Understanding the Output
Watch for these details:
Successful operations return positive values - Our result from arg1 + arg2
Failed operations return -1 with errno set - The kernel converted our -EFAULT to userspace conventions
Buffer contents appear in kernel log - This proves memory was copied safely
Timing varies but averages around syscall overhead - Approximately 1000 CPU cycles
Experimenting Further
Try these modifications to learn more:
Comment out the copy_from_user check - See how the kernel handles the error
Pass a NULL pointer - Watch the -EFAULT error handling
Request a huge buffer (> 4096 bytes) - See the -EINVAL validation
Run multiple processes simultaneously - Verify thread-safety
Use strace on your test program - See the actual ioctl syscalls
Cleaning Up
When you’re done:
bash
# Remove the device
sudo rm /dev/custom_syscall
# Unload the module
sudo rmmod custom_syscall
# Check it's gone
lsmod | grep custom_syscallKey Takeaways
You’ve now seen how syscalls work at a fundamental level.
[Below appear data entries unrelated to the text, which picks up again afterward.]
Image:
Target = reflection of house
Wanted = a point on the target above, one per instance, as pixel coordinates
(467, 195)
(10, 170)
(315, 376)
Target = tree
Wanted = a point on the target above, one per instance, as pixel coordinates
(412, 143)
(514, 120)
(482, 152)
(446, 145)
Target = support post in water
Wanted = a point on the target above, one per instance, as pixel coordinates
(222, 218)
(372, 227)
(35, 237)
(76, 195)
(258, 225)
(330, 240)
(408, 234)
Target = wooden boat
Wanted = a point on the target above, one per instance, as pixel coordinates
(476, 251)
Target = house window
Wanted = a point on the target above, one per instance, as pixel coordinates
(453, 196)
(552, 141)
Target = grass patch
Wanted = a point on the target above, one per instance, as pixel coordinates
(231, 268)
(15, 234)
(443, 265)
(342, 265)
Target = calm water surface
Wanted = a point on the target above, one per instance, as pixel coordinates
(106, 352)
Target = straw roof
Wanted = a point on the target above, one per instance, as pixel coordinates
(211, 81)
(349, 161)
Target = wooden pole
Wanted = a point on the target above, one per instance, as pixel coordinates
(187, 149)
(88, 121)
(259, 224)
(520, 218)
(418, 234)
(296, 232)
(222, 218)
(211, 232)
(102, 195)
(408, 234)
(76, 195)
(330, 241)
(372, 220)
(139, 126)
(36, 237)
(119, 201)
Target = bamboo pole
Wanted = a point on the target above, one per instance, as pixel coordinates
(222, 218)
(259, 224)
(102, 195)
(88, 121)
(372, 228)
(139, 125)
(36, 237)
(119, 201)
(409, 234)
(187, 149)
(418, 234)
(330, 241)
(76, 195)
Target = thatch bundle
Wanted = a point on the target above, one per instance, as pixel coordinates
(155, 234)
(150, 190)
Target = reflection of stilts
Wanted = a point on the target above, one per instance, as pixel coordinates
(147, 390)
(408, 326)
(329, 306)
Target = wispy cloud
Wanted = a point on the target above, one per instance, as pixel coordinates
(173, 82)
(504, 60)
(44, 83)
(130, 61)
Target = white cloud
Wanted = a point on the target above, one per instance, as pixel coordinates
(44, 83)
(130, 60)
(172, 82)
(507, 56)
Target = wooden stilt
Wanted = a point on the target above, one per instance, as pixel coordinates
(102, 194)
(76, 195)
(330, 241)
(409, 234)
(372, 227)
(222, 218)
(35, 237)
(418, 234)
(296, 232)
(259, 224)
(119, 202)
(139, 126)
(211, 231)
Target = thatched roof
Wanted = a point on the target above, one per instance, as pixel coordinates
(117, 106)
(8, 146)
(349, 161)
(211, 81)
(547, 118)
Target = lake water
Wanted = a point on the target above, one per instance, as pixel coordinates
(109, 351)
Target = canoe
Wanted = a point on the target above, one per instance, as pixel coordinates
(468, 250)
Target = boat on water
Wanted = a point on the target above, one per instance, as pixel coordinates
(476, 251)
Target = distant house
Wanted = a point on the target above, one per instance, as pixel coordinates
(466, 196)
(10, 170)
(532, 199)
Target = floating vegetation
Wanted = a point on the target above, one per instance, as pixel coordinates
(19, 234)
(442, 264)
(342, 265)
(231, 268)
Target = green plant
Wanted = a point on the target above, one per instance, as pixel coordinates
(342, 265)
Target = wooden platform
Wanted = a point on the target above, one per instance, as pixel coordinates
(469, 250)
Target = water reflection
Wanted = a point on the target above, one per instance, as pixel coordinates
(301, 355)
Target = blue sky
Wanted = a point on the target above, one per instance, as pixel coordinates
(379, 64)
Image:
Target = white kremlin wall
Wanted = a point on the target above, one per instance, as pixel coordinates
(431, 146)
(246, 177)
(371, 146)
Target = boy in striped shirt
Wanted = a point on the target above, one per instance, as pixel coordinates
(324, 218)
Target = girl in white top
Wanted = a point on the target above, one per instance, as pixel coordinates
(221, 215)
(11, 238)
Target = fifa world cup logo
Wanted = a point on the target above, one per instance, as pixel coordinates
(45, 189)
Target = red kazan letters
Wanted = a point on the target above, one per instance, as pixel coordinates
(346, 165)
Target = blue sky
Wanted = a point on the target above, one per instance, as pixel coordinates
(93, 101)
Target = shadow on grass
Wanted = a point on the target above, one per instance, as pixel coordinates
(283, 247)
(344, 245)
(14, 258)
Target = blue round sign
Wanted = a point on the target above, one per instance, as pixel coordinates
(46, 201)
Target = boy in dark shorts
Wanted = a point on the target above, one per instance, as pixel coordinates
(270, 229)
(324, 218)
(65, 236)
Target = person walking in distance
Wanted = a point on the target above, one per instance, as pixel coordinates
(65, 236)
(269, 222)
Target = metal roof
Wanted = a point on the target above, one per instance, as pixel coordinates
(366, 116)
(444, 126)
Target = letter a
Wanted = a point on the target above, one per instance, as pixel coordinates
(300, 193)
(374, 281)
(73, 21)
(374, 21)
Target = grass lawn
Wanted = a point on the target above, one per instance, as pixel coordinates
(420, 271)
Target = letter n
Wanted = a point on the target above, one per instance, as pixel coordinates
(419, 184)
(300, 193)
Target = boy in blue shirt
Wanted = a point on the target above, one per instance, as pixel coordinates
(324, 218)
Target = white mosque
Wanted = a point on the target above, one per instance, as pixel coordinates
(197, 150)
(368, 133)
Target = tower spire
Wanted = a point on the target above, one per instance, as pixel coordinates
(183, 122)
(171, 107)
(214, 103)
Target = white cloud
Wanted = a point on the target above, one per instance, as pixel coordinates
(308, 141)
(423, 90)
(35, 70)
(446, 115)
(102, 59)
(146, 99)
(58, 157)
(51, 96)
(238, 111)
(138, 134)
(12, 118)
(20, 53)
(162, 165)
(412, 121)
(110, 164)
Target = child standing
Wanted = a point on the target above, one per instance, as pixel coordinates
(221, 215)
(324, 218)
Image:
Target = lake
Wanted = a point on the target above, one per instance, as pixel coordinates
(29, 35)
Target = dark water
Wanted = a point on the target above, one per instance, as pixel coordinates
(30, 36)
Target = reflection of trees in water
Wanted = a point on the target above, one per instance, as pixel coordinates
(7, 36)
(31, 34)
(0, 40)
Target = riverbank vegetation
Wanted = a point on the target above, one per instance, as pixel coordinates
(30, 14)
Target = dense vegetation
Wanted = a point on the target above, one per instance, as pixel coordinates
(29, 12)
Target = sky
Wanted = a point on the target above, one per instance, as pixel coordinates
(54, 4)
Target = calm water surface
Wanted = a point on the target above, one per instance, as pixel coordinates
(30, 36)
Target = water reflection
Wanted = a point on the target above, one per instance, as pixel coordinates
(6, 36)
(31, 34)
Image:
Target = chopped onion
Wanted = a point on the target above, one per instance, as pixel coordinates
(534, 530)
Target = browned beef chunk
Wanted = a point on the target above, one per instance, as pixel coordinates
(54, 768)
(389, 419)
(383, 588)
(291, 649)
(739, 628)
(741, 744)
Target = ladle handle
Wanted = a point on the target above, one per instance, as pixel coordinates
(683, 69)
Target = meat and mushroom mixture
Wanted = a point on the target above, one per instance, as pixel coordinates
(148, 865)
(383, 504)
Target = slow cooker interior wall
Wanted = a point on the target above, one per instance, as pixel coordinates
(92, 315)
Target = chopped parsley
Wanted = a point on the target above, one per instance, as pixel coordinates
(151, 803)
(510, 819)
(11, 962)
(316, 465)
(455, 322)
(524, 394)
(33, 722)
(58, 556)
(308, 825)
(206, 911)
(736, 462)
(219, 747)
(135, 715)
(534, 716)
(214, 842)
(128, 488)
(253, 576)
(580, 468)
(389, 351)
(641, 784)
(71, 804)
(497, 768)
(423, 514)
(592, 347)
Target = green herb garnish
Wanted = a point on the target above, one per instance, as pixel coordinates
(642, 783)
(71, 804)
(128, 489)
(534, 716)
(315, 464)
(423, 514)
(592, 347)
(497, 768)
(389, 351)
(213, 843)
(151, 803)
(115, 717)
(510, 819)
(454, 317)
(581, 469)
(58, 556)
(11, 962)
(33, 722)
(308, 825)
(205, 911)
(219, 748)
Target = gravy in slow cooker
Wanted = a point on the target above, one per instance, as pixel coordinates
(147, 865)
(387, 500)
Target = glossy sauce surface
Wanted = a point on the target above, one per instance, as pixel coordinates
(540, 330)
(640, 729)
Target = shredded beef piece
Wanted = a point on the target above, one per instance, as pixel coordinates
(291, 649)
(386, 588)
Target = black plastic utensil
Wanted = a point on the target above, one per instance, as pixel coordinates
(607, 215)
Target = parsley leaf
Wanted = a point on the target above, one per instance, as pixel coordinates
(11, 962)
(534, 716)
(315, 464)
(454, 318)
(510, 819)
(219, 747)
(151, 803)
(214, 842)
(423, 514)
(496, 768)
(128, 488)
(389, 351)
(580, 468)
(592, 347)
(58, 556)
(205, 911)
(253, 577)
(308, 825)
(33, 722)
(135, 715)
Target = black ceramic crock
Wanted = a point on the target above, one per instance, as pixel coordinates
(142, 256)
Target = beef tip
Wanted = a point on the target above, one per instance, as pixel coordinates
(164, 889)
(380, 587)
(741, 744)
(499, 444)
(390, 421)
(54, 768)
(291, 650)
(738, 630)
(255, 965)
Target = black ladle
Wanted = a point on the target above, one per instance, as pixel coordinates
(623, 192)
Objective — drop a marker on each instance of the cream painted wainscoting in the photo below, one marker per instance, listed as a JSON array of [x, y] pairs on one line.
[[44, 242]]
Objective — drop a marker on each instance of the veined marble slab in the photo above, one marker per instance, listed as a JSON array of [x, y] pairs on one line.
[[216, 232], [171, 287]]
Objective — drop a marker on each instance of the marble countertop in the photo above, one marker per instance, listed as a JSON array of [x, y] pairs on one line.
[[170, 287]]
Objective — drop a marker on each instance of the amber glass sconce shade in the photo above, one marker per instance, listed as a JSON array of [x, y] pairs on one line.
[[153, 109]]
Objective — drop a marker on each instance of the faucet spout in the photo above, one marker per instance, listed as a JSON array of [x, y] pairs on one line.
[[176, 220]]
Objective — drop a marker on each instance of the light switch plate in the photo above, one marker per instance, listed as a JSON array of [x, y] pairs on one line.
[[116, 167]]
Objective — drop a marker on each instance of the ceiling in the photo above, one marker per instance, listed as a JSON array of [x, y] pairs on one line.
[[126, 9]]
The key points:
Memory safety is non-negotiable - Always use copy_from_user/copy_to_user
Error handling follows strict conventions - Return negative errno values
Performance overhead is real - ~1000 cycles per syscall
Modern alternatives often work better - ioctl, netlink, eBPF
Real-world advice: Don’t write custom syscalls unless you absolutely need to. Use eBPF for monitoring, ioctl for device control, or netlink for kernel communication. But understanding how syscalls work makes you a better systems programmer. You’ll know why read() returns -1 with EINTR when a signal arrives, why some operations block unexpectedly, and why that weird performance cliff appears at scale.
The kernel is just code. Reading it, modifying it, and breaking it teaches you things no documentation can. Start with this syscall example, then read the implementation of read() in fs/read_write.c. The comments alone are worth it.